The Annapolis Police Department has joined a nationwide movement, One Mind Campaign, working toward successful interaction between police and persons with mental illness.
With the number of police shootings and killing of civilians reaching nearly 1,000 in 2015, The Washington Post started a year-long study, gathering records of every fatal police shooting in the U.S. that year and found that most of these deaths involved 3 specific situations: people with weapons, people who ran when they were told to stop, or people who were suicidal or mentally troubled.
After careful analysis, The Post study showed that twenty-five percent of those killed fell into the category of mentally ill or suicidal. According to The Washington Post, “Officers fatally shot at least 243 people with mental health problems: 75 who were explicitly suicidal and 168 for whom police or family members confirmed a history of mental illness.” The Treatment Advocacy Center, a national nonprofit organization working to eliminate barriers to the timely and effective treatment of severe mental illness, indicates that persons with mental illness were sixteen times more likely to be killed by police than other civilians.
Nine out of ten of those killed and who had a mental health disorder were armed with weapons less lethal than firearms such as a blade or toy gun, which are rarely fatal for police officers. Almost a dozen of the mentally ill people killed were military veterans – many suffering from post-traumatic stress disorder.
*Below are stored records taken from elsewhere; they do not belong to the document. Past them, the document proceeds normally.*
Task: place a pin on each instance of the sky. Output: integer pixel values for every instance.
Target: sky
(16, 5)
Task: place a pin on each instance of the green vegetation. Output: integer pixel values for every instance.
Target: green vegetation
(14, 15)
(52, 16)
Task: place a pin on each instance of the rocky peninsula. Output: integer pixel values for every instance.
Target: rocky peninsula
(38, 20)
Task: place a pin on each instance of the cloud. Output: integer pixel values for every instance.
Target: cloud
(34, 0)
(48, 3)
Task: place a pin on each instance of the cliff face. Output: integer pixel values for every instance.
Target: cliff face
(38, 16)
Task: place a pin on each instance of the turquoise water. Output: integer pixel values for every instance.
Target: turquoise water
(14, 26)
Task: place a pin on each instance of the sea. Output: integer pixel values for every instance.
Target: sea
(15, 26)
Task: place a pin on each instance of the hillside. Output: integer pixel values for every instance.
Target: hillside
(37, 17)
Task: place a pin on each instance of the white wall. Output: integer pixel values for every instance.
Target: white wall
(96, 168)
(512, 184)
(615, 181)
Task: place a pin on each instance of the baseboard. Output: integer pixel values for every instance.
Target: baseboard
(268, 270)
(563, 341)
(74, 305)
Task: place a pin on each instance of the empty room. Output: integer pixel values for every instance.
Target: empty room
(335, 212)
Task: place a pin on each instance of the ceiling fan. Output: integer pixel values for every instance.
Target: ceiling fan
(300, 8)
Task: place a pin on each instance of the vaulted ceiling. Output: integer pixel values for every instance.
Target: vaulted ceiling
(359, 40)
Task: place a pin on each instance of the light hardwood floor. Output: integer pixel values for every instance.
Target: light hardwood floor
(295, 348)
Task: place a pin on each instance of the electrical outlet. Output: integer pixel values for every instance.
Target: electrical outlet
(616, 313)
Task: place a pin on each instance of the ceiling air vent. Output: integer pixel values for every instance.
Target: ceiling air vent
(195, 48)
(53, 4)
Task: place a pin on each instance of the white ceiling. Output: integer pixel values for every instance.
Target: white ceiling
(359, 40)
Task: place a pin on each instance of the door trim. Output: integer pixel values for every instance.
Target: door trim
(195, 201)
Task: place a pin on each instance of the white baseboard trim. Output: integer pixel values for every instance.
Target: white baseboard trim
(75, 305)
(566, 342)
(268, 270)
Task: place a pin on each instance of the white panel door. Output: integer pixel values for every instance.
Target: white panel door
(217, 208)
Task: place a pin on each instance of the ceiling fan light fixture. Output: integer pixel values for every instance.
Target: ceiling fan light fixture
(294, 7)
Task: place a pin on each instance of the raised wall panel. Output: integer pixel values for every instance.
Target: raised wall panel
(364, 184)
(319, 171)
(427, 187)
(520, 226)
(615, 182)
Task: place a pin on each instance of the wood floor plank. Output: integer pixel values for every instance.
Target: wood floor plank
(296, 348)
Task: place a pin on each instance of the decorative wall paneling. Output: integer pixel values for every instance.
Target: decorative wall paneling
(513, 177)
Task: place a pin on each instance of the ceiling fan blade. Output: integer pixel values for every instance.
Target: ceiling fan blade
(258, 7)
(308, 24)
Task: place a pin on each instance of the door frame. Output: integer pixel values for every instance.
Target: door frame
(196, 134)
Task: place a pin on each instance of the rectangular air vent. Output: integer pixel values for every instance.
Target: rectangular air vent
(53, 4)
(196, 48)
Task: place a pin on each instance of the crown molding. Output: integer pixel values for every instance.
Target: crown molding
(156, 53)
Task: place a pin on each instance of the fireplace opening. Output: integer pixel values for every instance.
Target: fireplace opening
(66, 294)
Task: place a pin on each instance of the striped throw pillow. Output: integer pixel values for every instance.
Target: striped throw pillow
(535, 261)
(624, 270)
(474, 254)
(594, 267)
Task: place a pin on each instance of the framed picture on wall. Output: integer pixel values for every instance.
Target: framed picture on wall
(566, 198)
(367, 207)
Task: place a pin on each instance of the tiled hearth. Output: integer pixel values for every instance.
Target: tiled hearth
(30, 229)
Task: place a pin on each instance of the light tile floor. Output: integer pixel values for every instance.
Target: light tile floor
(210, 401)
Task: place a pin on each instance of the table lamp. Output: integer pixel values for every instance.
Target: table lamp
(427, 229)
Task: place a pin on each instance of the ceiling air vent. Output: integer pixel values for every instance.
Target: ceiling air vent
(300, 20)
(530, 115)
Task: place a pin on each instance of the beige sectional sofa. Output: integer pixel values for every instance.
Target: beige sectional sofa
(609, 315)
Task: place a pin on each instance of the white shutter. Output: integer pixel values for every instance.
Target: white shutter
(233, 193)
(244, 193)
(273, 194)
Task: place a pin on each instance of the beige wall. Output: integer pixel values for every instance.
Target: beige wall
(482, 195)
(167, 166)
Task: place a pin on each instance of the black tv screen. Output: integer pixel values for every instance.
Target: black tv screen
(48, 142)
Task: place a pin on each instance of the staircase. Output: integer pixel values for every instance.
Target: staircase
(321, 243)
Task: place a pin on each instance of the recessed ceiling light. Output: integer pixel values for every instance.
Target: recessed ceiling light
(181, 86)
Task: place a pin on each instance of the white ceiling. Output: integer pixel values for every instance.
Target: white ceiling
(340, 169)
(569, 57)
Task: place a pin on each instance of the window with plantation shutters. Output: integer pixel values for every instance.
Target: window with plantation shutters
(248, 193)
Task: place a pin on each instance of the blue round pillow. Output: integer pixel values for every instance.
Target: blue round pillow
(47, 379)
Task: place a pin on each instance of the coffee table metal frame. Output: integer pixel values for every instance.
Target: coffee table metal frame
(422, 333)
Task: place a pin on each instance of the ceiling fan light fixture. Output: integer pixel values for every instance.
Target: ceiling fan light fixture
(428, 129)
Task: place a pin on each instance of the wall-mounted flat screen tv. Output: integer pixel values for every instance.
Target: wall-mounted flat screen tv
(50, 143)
Most of the police officers who pulled the trigger had no training on how to deal with individuals experiencing mental health disorders. If the person has a weapon, repeatedly yelling for them to drop the weapon only increases the individual’s anxiety level. In most cases, no crime had been committed – the police were called by a family member or neighbor who was concerned about the individual’s erratic behavior.
One of the areas of change is CIT, or Crisis Intervention Team training, a 40-hour training session that educates police on mental health conditions and medication. It stresses verbal de-escalating techniques. The training teaches police to keep a safe distance, step back from a situation, and let the person in crisis vent and calm down. The course also introduces police to local mental health community resources.
The Anne Arundel County and Annapolis Police departments have toured local community behavioral health providers like Arundel Lodge, in an effort to familiarize their staff with locations to which they can refer individuals or even to which they themselves can reach out for information and guidance.
The International Association of Chiefs of Police’s One Mind Campaign has four strategies which are to be implemented in a 12 to 36 month time frame:
- Establish a clearly defined and sustainable relationship with at least one community mental health organization. This partnership will serve to institutionalize effective collaboration between the police agency and the mental health community.
- Develop and implement a written policy addressing law enforcement response to persons affected by mental illness. A written policy ensures that the department is taking a holistic approach and setting minimum standards for necessary training, officer response, and evaluation of outcomes.
- Demonstrate that 100 percent of sworn officers (and selected non-sworn staff, such as dispatchers) are trained and certified in Mental Health First Aid. Officers who have taken this eight-hour course are able to employ a variety of de-escalation and communication techniques to reduce the likelihood of an unfavorable outcome.
- Demonstrate that a minimum of 20 percent of all sworn officers (and selected non-sworn staff, such as dispatchers) are trained and certified in Crisis Intervention Team training. This comprehensive course uses a team approach, which connects officers with mental health professionals during a law enforcement response.
By committing to this campaign, the Annapolis Police Department is recognizing the need for greater skills for more effective interactions with people dealing with mental illness.